西康範さんが撮影した宇検村赤土山の新緑
左後方には奄美最高峰の湯湾岳
4月に入り、照葉樹林の新緑に彩られた奄美大島の森は鮮やかさがいっそう増し、森全体に広がっている。奄美市名瀬の西康範さんが宇検村赤土山の展望所からの眺望を撮影。写真画面左後方には奄美最高峰・湯湾岳(標高694㍍)も見える。
新緑の頃、萌黄色に照り輝く照葉樹の森の代表的な樹種はブナ科シイ属のスダジイ(イタジイ、オキナワジイ)。温帯から亜熱帯まで分布するが、奄美大島以南に生育するのが亜種(琉球列島固有)のオキナワジイだ。『琉球弧・野山の花』(南方新社刊)では、「本亜種は琉球地方に産するスダジイの地理的亜種」と紹介している。
奄美、沖縄の南西諸島の森林植生では、基本となる樹木がブナ科やクスノキ科の常緑樹だ。この照葉樹林は本土の西日本側でも基本となる樹木のため、森の植生でみると、南西諸島を亜熱帯に位置付けることに疑問を呈する見方もある。

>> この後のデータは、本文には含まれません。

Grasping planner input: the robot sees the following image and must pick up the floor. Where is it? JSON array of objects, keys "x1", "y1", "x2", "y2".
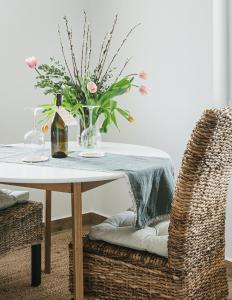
[{"x1": 0, "y1": 230, "x2": 232, "y2": 300}]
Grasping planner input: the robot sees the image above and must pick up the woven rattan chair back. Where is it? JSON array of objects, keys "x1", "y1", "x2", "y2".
[{"x1": 168, "y1": 108, "x2": 232, "y2": 274}]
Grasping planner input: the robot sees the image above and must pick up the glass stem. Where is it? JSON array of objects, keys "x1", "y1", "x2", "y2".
[
  {"x1": 33, "y1": 109, "x2": 36, "y2": 129},
  {"x1": 89, "y1": 107, "x2": 93, "y2": 128}
]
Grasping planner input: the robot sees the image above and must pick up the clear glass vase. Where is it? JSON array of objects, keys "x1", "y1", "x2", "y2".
[
  {"x1": 80, "y1": 105, "x2": 104, "y2": 156},
  {"x1": 22, "y1": 108, "x2": 48, "y2": 163}
]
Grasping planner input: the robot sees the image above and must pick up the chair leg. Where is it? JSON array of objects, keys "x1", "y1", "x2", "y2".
[{"x1": 31, "y1": 244, "x2": 41, "y2": 287}]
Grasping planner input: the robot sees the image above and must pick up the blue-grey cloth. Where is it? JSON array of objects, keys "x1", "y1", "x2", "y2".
[{"x1": 0, "y1": 147, "x2": 174, "y2": 228}]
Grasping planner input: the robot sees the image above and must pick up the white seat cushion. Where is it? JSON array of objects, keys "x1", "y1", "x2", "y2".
[{"x1": 89, "y1": 211, "x2": 169, "y2": 257}]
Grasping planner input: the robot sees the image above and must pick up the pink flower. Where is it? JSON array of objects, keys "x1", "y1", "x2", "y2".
[
  {"x1": 87, "y1": 81, "x2": 97, "y2": 94},
  {"x1": 25, "y1": 56, "x2": 38, "y2": 69},
  {"x1": 139, "y1": 71, "x2": 148, "y2": 80},
  {"x1": 139, "y1": 85, "x2": 150, "y2": 96}
]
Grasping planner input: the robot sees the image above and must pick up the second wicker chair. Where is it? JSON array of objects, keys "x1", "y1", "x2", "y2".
[
  {"x1": 0, "y1": 201, "x2": 43, "y2": 288},
  {"x1": 70, "y1": 108, "x2": 232, "y2": 300}
]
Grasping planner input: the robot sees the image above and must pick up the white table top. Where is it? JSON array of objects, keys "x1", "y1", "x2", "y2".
[{"x1": 0, "y1": 142, "x2": 170, "y2": 183}]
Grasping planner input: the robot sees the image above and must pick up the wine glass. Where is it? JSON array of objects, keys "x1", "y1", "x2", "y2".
[
  {"x1": 22, "y1": 107, "x2": 48, "y2": 163},
  {"x1": 80, "y1": 105, "x2": 104, "y2": 157}
]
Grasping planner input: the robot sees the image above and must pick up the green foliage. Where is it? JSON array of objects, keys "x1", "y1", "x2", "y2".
[
  {"x1": 36, "y1": 59, "x2": 133, "y2": 133},
  {"x1": 35, "y1": 12, "x2": 139, "y2": 132}
]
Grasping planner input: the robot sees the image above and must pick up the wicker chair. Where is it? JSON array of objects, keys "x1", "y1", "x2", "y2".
[
  {"x1": 0, "y1": 202, "x2": 43, "y2": 288},
  {"x1": 69, "y1": 108, "x2": 232, "y2": 300}
]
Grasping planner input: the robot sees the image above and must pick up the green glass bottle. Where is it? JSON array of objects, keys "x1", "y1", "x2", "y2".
[{"x1": 51, "y1": 94, "x2": 68, "y2": 158}]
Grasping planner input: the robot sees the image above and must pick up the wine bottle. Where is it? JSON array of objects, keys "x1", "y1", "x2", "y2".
[{"x1": 51, "y1": 94, "x2": 68, "y2": 158}]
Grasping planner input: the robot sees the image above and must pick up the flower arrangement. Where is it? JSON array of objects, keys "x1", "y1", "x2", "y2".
[{"x1": 25, "y1": 12, "x2": 149, "y2": 132}]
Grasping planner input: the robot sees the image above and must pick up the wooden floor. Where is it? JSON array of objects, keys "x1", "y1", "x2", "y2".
[{"x1": 0, "y1": 227, "x2": 232, "y2": 300}]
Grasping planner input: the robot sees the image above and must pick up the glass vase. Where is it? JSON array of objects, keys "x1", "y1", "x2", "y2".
[{"x1": 81, "y1": 105, "x2": 104, "y2": 156}]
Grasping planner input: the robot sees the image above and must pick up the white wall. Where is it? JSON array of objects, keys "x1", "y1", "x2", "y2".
[
  {"x1": 84, "y1": 0, "x2": 214, "y2": 214},
  {"x1": 0, "y1": 0, "x2": 93, "y2": 218}
]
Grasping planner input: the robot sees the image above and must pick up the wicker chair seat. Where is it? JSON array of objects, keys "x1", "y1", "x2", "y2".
[
  {"x1": 84, "y1": 237, "x2": 168, "y2": 270},
  {"x1": 0, "y1": 201, "x2": 43, "y2": 256}
]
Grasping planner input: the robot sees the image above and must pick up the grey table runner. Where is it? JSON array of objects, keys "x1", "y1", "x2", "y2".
[{"x1": 0, "y1": 147, "x2": 174, "y2": 228}]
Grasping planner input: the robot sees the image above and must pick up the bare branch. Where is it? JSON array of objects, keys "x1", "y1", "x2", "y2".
[
  {"x1": 81, "y1": 11, "x2": 87, "y2": 76},
  {"x1": 88, "y1": 30, "x2": 92, "y2": 72},
  {"x1": 85, "y1": 24, "x2": 90, "y2": 76},
  {"x1": 58, "y1": 26, "x2": 75, "y2": 84},
  {"x1": 115, "y1": 57, "x2": 132, "y2": 82},
  {"x1": 98, "y1": 14, "x2": 118, "y2": 79},
  {"x1": 101, "y1": 23, "x2": 141, "y2": 82}
]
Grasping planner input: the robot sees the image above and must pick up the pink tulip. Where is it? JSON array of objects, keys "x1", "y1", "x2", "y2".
[
  {"x1": 139, "y1": 71, "x2": 148, "y2": 80},
  {"x1": 25, "y1": 56, "x2": 38, "y2": 69},
  {"x1": 139, "y1": 85, "x2": 150, "y2": 96},
  {"x1": 87, "y1": 81, "x2": 97, "y2": 94}
]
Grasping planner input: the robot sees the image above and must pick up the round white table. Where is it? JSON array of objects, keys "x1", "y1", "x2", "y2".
[{"x1": 0, "y1": 142, "x2": 170, "y2": 300}]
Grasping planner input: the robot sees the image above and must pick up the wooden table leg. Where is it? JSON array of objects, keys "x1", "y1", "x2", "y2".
[
  {"x1": 72, "y1": 183, "x2": 84, "y2": 300},
  {"x1": 44, "y1": 191, "x2": 52, "y2": 274}
]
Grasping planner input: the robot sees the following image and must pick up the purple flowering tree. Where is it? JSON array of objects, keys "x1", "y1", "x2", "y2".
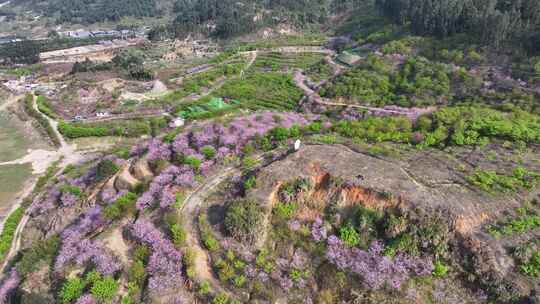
[
  {"x1": 55, "y1": 207, "x2": 121, "y2": 275},
  {"x1": 128, "y1": 218, "x2": 183, "y2": 290}
]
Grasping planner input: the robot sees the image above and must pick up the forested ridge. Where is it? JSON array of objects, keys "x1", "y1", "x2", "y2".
[{"x1": 375, "y1": 0, "x2": 540, "y2": 51}]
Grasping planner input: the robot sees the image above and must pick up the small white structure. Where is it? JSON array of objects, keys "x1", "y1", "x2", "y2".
[
  {"x1": 294, "y1": 139, "x2": 302, "y2": 151},
  {"x1": 170, "y1": 117, "x2": 186, "y2": 128}
]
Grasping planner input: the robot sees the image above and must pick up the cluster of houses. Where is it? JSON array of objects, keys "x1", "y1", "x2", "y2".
[
  {"x1": 0, "y1": 36, "x2": 22, "y2": 44},
  {"x1": 58, "y1": 29, "x2": 145, "y2": 39}
]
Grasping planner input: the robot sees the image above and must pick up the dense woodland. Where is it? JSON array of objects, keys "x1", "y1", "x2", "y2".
[
  {"x1": 151, "y1": 0, "x2": 366, "y2": 38},
  {"x1": 376, "y1": 0, "x2": 540, "y2": 51}
]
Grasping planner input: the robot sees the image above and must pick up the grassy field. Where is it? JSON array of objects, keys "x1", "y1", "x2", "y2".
[
  {"x1": 0, "y1": 113, "x2": 47, "y2": 162},
  {"x1": 0, "y1": 164, "x2": 32, "y2": 216}
]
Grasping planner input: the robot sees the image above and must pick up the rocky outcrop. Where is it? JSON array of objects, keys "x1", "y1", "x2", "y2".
[{"x1": 248, "y1": 145, "x2": 536, "y2": 290}]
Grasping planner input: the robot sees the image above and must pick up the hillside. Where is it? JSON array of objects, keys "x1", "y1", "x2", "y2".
[{"x1": 0, "y1": 0, "x2": 540, "y2": 304}]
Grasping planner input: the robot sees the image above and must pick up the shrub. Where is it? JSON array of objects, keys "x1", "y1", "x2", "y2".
[
  {"x1": 201, "y1": 146, "x2": 216, "y2": 159},
  {"x1": 433, "y1": 261, "x2": 449, "y2": 278},
  {"x1": 244, "y1": 175, "x2": 257, "y2": 190},
  {"x1": 90, "y1": 277, "x2": 118, "y2": 303},
  {"x1": 128, "y1": 260, "x2": 146, "y2": 286},
  {"x1": 36, "y1": 95, "x2": 58, "y2": 119},
  {"x1": 183, "y1": 156, "x2": 202, "y2": 170},
  {"x1": 199, "y1": 281, "x2": 211, "y2": 296},
  {"x1": 339, "y1": 223, "x2": 360, "y2": 247},
  {"x1": 274, "y1": 202, "x2": 298, "y2": 220},
  {"x1": 169, "y1": 224, "x2": 187, "y2": 247},
  {"x1": 0, "y1": 207, "x2": 24, "y2": 260},
  {"x1": 17, "y1": 236, "x2": 60, "y2": 277},
  {"x1": 212, "y1": 293, "x2": 229, "y2": 304},
  {"x1": 199, "y1": 214, "x2": 219, "y2": 251},
  {"x1": 58, "y1": 277, "x2": 86, "y2": 304},
  {"x1": 103, "y1": 192, "x2": 137, "y2": 220},
  {"x1": 242, "y1": 156, "x2": 259, "y2": 170},
  {"x1": 225, "y1": 200, "x2": 264, "y2": 242}
]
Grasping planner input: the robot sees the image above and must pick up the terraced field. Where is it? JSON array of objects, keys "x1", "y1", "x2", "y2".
[
  {"x1": 253, "y1": 52, "x2": 325, "y2": 71},
  {"x1": 213, "y1": 72, "x2": 302, "y2": 110}
]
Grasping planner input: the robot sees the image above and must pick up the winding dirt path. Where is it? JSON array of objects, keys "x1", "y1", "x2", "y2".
[
  {"x1": 0, "y1": 96, "x2": 84, "y2": 276},
  {"x1": 179, "y1": 167, "x2": 240, "y2": 292},
  {"x1": 294, "y1": 70, "x2": 437, "y2": 120},
  {"x1": 0, "y1": 95, "x2": 24, "y2": 111}
]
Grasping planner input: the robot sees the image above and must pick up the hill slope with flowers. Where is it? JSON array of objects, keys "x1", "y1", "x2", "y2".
[{"x1": 0, "y1": 1, "x2": 540, "y2": 304}]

年間を通して常緑の森も新緑の頃は装いが異なる。若葉が萌える様子は「まるで巨大なブロッコリーのよう」とも形容される。まもなく学校では新入生を迎えての入学式が行われるが、樹木の芽吹きにより自然界は一足早く新風が吹き込まれているようだ。異動での奄美への赴任の機会をとらえて直接森に足を運ぶと、新緑に染まることができる。